Eine so begründete Verpflichtung zum Ersatz des Vertrauensschadens bedeutet indessen einen indirekten Zwang zum Vertragsabschluß. Dieser Zwang läuft dem Zweck der Formvorschrift von § 313 Satz 1 BGB zuwider, nach der wegen der objektiven Eigenart des Vertragsgegenstandes eine Bindung ohne Einhaltung der Form verhindert werden soll (Senat, BGHZ 116, 251, 257).

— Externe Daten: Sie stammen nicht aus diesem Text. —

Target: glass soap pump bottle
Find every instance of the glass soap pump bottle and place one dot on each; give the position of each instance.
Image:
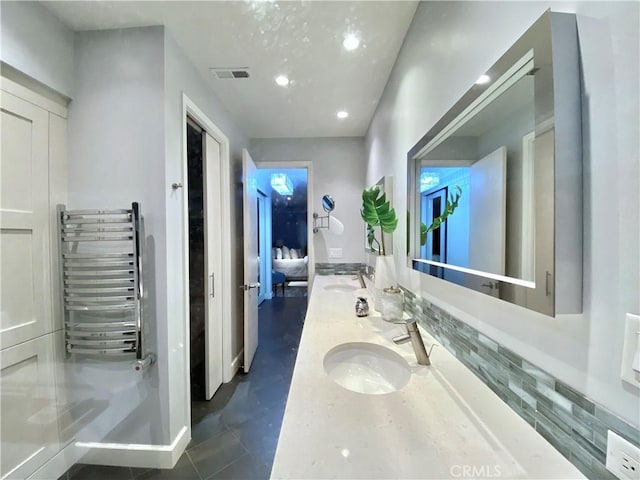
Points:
(392, 304)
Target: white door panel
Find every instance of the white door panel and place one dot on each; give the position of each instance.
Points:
(24, 222)
(487, 218)
(213, 267)
(29, 427)
(251, 261)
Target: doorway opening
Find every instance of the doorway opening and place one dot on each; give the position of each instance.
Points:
(195, 195)
(287, 261)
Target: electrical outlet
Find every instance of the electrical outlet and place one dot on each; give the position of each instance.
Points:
(629, 349)
(623, 458)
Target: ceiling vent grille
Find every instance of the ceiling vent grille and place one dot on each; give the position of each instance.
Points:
(230, 73)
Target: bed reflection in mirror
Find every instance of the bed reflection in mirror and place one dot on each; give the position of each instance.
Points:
(488, 158)
(494, 193)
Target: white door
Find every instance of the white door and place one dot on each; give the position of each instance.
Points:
(24, 222)
(251, 260)
(487, 218)
(213, 266)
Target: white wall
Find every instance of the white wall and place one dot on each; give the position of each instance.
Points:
(116, 153)
(338, 170)
(447, 47)
(181, 76)
(38, 44)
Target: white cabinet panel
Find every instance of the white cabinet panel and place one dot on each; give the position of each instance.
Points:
(29, 428)
(25, 311)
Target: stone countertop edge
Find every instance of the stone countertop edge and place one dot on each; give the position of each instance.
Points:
(445, 423)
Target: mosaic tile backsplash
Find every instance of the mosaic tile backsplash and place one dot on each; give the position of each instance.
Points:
(575, 425)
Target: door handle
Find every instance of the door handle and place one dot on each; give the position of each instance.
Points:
(246, 287)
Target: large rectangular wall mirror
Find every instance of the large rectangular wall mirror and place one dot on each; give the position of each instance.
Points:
(506, 163)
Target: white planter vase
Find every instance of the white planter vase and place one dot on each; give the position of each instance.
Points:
(385, 277)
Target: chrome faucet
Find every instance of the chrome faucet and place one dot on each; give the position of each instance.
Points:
(413, 334)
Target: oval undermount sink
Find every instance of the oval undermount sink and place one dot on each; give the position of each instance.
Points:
(367, 368)
(340, 287)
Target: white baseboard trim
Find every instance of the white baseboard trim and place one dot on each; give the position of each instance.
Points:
(236, 363)
(58, 465)
(135, 455)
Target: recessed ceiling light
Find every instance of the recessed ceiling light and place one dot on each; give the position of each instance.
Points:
(482, 79)
(351, 42)
(282, 80)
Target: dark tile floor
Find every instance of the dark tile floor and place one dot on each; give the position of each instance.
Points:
(234, 435)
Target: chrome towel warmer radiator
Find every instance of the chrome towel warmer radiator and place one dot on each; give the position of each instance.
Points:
(101, 278)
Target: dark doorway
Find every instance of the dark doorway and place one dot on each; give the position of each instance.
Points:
(195, 152)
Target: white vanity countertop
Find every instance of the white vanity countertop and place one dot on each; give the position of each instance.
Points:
(445, 423)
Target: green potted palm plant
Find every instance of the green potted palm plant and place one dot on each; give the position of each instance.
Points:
(377, 212)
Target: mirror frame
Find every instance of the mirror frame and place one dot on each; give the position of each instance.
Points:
(552, 43)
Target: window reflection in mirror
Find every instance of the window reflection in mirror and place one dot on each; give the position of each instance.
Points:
(520, 182)
(488, 156)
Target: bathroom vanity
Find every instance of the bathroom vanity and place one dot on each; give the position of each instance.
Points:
(442, 423)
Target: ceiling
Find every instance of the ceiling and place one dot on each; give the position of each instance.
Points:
(300, 39)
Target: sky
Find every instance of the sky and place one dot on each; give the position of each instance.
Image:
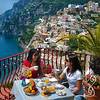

Im Bereich nach § 313 Satz 1 BGB zu beurkundender Rechtsgeschäfte löst der Abbruch von Vertragsverhandlungen, deren Erfolg als sicher anzunehmen war, durch einen der Verhandlungspartner daher auch dann keine Schadensersatzansprüche aus, wenn es an einem triftigen Grund für den Abbruch fehlt (Senat. Urt. v. 8. Oktober 1982, V ZR 216/81, WM 1982, 1436, 1437; Reinicke/Tiedtke, ZIP 1989, 1093, 1101).

b) Die Nichtigkeitsfolge eines Verstoßes gegen die Formvorschrift von § 313 Satz 1 BGB hat indessen zurückzutreten, wenn sie nach den gesamten Umständen mit Treu und Glauben schlechthin nicht zu vereinbaren ist, etwa weil sie die Existenz des anderen Vertragsteils gefährdet (BGHZ 12, 286; 23, 249) oder ihre Geltendmachung eine besonders schwerwiegende Treupflichtverletzung bedeutet (BGHZ 29, 6, 10 f; 48, 396, 397 ff; 85, 315, 318 f).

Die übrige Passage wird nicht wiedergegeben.